The Scapegoat Slain to Redeem Us
In Capricornus, we began the second Book of this star revelation, and in this book we are discovering the abundant blessings that are ours in Christ — in THIS lifetime — not just in eternity. With Aquarius, we will see exactly HOW these blessings become ours.
There are few myths that come to us concerning this sign. Although, the one myth connecting the man with the cup-bearer to the gods is universally famous. The Arabs always thought of this region of the sky as the most fortunate of all, thinking it was somehow connected to the good favor of the gods. It is, in fact, an amazing picture of the one, true God’s good favor toward us!
The Big Picture
The picture here is of a man who is kneeling (or squatting) as though one of his heels has been bruised.
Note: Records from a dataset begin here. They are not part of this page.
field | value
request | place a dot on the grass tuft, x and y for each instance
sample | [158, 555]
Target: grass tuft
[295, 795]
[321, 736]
Remember the Seed Prophecy? (Genesis 3:15) Remember that after we see Christ represented in Ophiuchus who was stung by Scorpio in the heel, we will not see Christ represented again without noticing that he is kneeling. Even as represented by Sagittarius, the two-natured beast, He is seen lifting a heel.
The kneeling man is thrusting one of his arms into a water pot (urn) while holding the pot in the other hand. From the other end of the pot flows a river of life for the southern fish. Without this connection to the man, the fish would most certainly die.
The Gospel Truth
The grace of God is represented here by His provision of an abundant life here and now — and not just in eternity after our deaths. The blessings that were promised to us are made sure by our union in Christ. This is the great mystery that was hidden from the prophets until Paul’s time, but it was always in God’s plan. Just like the fish in this picture, we live because of Christ living in us.
The Star Names
Pay close attention to the names of the stars in each constellation. They will ALWAYS back up the message in The Gospel Truth above.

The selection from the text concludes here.